Knar Bedian

Synthy Ladies: Radclyffe Hall, Photocomfort, and Raine

Despite some snags, Raine, Photocomfort, and Radclyffe Hall gave engaging and dance-worthy performances.

4/1/17 – Great Scott 

Snow was falling on the sidewalks outside Great Scott, but on the stage there was Raine. The lady behind Raine, Jacqui Rae Stewart, perfectly self-categorizes her sound as “ethereal alt-pop.” Stewart, on vocals and keys, was accompanied by a drummer and a harp player.

Although synth was used, the harp took center stage, playing parts that other pop artists would have relegated to a synthesizer. Giving these melodies to the harp created a pure and lush sonic landscape that gave the songs an otherworldly quality. Coupled with Stewart’s voice — at times sharp and charged, at others lilting with a lovely vibrato — made this opener a truly mesmerizing act.

 

You know you’ve found a good show when the audience consists of other bands. Members of the Western Den, I/O, the Novel Ideas, and artist Sam Moss, among others, cheered for Raine and welcomed the contemporary alt-pop of Photocomfort.

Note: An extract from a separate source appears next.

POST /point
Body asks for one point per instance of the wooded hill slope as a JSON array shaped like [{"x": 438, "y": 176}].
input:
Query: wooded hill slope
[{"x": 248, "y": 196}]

This was Photocomfort’s first performance in a year and a half. Formerly a band, now a one-woman act, Photocomfort singer and keyboardist Justine Bowe was joined onstage by Daniel Radin of the Novel Ideas and members of Philadelphia band Carroll.

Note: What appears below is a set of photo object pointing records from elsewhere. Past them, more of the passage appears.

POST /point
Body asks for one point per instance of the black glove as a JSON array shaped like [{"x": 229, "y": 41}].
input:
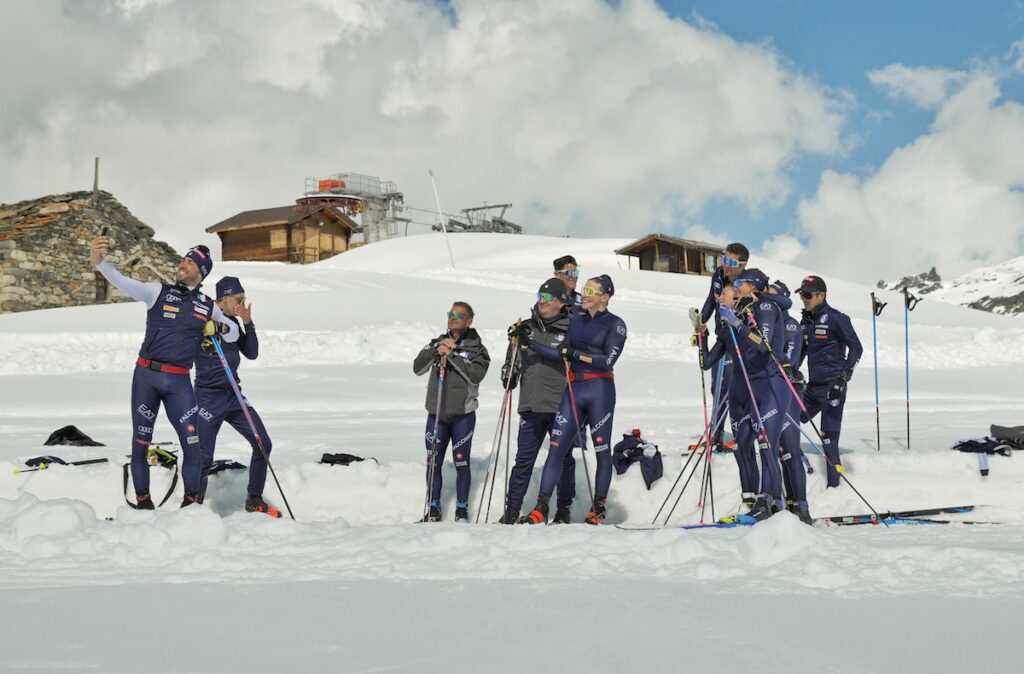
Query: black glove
[
  {"x": 520, "y": 330},
  {"x": 836, "y": 391},
  {"x": 505, "y": 377}
]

Because of travel, the assembled band had only one day to practice with each other, an impressive feat. Bowe’s voice was airy, imbued with a sensuality that played at the ends of her phrases, vaguely reminiscent of No Doubt-era Gwen Stefani. The synthesizer was an integral part of Photocomfort’s music, as present as Bowe’s singing. When the synth blended in with the guitars and drums — as it did on the groovy, riff-driven “Perpetual Freshman” or her most recent single, “Hit, Run”— the result was as dreamy and danceable as alt-pop as it should be. Yet for this performance, the synth tended to drown out the rest of the band, a slight but important mixing blunder.

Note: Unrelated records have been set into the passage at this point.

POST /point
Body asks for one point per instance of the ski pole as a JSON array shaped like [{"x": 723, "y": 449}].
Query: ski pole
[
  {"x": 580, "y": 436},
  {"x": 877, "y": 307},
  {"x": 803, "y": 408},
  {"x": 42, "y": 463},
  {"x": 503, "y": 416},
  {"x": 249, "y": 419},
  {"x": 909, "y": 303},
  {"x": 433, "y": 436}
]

Photocomfort’s bright pop gave way to a little bit of everything as Radclyffe Hall took the stage, joined by Raine. The lighting became dimmed and moody. Radclyffe Hall is the multi-genre pop project of Dhy Berry, who borrows her stage name from a late nineteenth century lesbian writer who was challenged in court for her frankness in writing about her life and sexuality.

Today’s Radclyffe Hall has been embraced instead of excluded, but her music shares that frankness that her namesake had. Berry is a bubbly and energetic performer, both in the way that she talks to the audience and the way she throws herself into her synth-heavy, groovy, and beat-driven music. She has explained her music as “anthems for the bedroom and the dance floor,” and her lyrics orient her music in those two prime locations. “Rather Be” is dark and smoky and intriguingly dissonant.

After a pitchy interlude where Berry’s voice and Raine’s synthesizer never managed to quite catch up in tempo or pitch, and sound issues with Berry’s bass, the band really got into its stride. Sean Camargo’s bombastic drumming drove the performance. Berry’s and Raine’s voices really complemented each other, particularly on the 80s dance pop infused “Don’t Wait (It’s Now or Never).”

However, although Radclyffe Hall had the lyrics and the rhythms of the bedroom, and strove to create an immersive atmosphere, she never quite pulled it off like Raine did with her ethereal alt-pop. Regardless, Radclyffe Hall’s beat-driven melange of electro-pop charmed.